CHP NASIL İKTİDARA GELEBİLİR

Belki hatırlayanlarınız vardır. 1991 seçimlerinde Mesut Yılmaz beklenmedik şekilde parlayınca, ortaya “bu başarıyı bir Fransız reklamcının tasarladığı seçim kampanyası” sağlamıştır iddiaları atılmıştı. Hakkıyla veya hak etmeden, tüm dünyanın sevgisini kazanmış belki de tek ABD başkanı J. F. Kennedy’dir. Onun da 1960’da başkan seçilmesi “The Making of the President” adlı kitapta anlatıldığına göre, başarılı bir seçim kampanyası sayesinde olmuştur. Yani hüner J.F.K.’de değil, kampanyayı tasarlayan ve uygulayan kişideymiş.

Türkiye siyasetinde genel kural şudur: Seçmenle arasındaki bağı İslamcı söylemle sağlayan siyasetçiler, halkın karşısına lâik kimlikle çıkanları genelde yeniyor.

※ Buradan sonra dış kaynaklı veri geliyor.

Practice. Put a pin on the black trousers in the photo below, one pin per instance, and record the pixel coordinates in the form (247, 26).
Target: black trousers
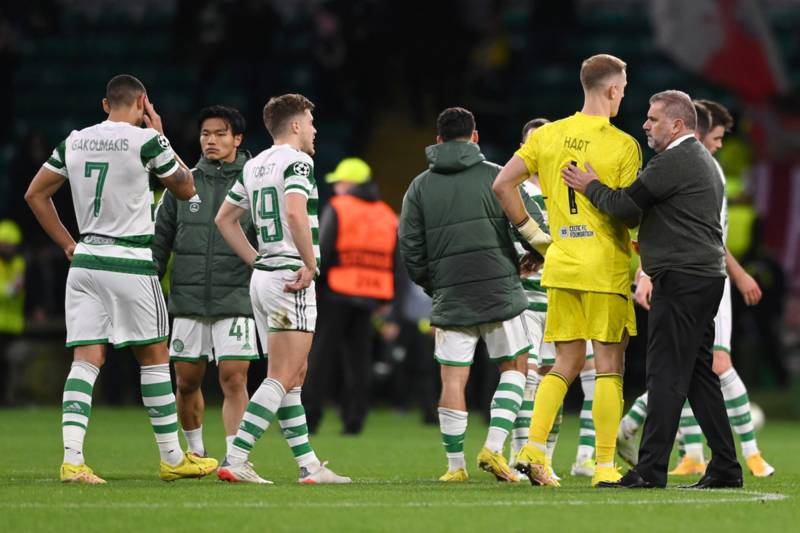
(341, 349)
(679, 356)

Bu kuralın (tam olmasa da) istisnası “Karaoğlan” Bülent Ecevit’tir. Ecevit önce CHP önderi, daha sonra DSP genel başkanı olarak “halkın oyuyla” iki defa iktidara gelmiştir. Demek ki, İslamcılar için seçim çantada keklik değildir.

Nitekim son belediye başkanı seçimlerinin sonucu ve özellikle İmamoğlu’nun başarısı AKP’yi afallatmıştır.

CHP’NİN FAHRİ DANIŞMANLARI

Günümüzde Türkiye’nin “yıldız” gazetecisi Ahmet Hakan’dır. Ahmet Hakan CHP’nin iktidara yürüyemeyişine üzülmektedir. Bu sebeple hemen her hafta bazen birkaç defa köşesinden CHP’ye, izlemesi gereken doğru yolu göstermeye çalışıyor. Sadece Ahmet Hakan değil, safkan AKP’li hatta saray sözcüsü unvanına layık gazeteciler bile “öyle yapma, böyle yap” “öyle söyleme, böyle söyle” diye CHP’yi ikaz ediyorlar.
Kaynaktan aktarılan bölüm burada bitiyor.